Myself I didn't want to move, and I'm sure I'd been a HUGE trouble maker in that cult, although perhaps even as a kid I could have helped a few people resist the brain washing, or died trying. I have no idea where I got my resistance-training as a kid, but it always seemed sensible to me to not go along with like-minded crowds, while fortunately I never faced up to any really dangerous people.

If I was married, in big decisions I'm sure I'd go with consensus, so like I'd never "make" my wife move away from family and friends, unless she agreed.

Consensus doesn't always mean agreement, but it can mean one person bends more in certain decisions and trusts the other, AND ideally promises not to blame if things don't go as planned.

If the man was head of a marriage, you'd think a couple should also agree on how to vote, and the woman should, after offering her opinion, allow her husband to decide and follow his lead.

I think my parents perhaps always split their vote, my dad a rural farmboy Republican and my mom a citygirl Democrat.
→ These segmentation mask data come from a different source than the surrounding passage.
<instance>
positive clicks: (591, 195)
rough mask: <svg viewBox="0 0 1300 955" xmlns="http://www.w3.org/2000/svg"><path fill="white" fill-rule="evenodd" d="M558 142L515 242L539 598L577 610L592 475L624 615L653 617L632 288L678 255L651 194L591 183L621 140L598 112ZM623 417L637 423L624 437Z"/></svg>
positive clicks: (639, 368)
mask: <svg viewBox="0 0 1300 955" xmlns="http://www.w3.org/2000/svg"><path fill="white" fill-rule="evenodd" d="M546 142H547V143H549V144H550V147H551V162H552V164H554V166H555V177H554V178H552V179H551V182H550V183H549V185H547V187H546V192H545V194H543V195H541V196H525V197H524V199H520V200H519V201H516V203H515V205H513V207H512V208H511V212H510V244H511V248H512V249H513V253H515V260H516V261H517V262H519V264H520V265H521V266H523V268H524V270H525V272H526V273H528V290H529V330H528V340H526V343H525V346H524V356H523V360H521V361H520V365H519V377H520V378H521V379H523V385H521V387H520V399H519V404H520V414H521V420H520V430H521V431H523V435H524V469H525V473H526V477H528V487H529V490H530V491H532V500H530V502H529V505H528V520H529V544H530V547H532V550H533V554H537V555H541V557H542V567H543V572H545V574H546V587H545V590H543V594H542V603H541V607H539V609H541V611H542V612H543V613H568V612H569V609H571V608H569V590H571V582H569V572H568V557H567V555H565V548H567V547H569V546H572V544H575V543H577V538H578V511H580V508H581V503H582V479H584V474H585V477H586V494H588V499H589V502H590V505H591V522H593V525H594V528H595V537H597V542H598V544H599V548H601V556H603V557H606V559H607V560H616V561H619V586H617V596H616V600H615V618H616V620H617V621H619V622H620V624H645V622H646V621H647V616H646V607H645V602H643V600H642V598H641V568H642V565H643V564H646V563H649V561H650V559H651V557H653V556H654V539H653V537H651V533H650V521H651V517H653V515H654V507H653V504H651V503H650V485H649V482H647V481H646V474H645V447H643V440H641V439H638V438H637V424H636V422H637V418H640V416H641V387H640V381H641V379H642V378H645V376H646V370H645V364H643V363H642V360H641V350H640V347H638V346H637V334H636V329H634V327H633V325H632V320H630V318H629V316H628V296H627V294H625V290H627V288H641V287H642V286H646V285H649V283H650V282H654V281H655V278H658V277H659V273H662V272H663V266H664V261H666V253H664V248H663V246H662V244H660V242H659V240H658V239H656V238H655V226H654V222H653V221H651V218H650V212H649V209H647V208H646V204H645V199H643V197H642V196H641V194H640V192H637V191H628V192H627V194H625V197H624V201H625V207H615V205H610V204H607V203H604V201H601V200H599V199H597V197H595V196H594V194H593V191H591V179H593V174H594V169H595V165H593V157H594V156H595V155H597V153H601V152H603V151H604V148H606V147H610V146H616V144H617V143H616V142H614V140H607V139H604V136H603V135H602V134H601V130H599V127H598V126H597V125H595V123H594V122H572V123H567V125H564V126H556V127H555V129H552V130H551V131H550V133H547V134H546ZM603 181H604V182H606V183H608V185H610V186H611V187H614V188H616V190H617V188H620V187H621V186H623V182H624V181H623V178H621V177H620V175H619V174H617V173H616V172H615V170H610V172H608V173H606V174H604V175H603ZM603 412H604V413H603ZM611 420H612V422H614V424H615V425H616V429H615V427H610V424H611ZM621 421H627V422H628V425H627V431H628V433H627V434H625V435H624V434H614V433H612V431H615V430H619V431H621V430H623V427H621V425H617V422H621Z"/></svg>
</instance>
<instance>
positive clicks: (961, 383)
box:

I don't know if I'd feel resentful if my wife was canceling my vote, but at least on some issues, you don't need consensus.

Ares Olympus said...

p.s. IAC, on wives submitting to their husbands, here's at least one opinion that a women should either vote with her husband or refrain.

It seems a fair appeal. And some Christian husbands may feel disrespected by his wife canceling his vote, while others might not.
Married ladies, since we DO have the right to vote and we need more Christians and conservatives voting, I suggest the Biblical way is to vote the same as your husband, or, if you disagree with him, refrain from voting.

But talk to your husband and see what he wants you to do. Talk to your husband about voting and appeal to him if you feel like he’s wrong. Ask him what he feels comfortable with.

Ask him if nullifying his vote by opposing his has hurt him as the leader of your home.

I think that we have been given extra power to vote and support our husband’s leadership for our family and influence on this country. We can change the nation together with our combined votes.

The trickier issue is that women who prefer to submit to their husband in voting might also prefer not to vote at all and push the majority in that direction and eventually reverse women's sufferage first gained in 1920. Fortunately we live in a constitutional republic rather than under the tyranny of a Christian Democratic Theocracy.

Seeing the election of Donald Trump makes me think that the 19th amendment would never pass in modern America.

LordSomber said...

"Be vulnerable" = Be a Doormat/Beta Provider.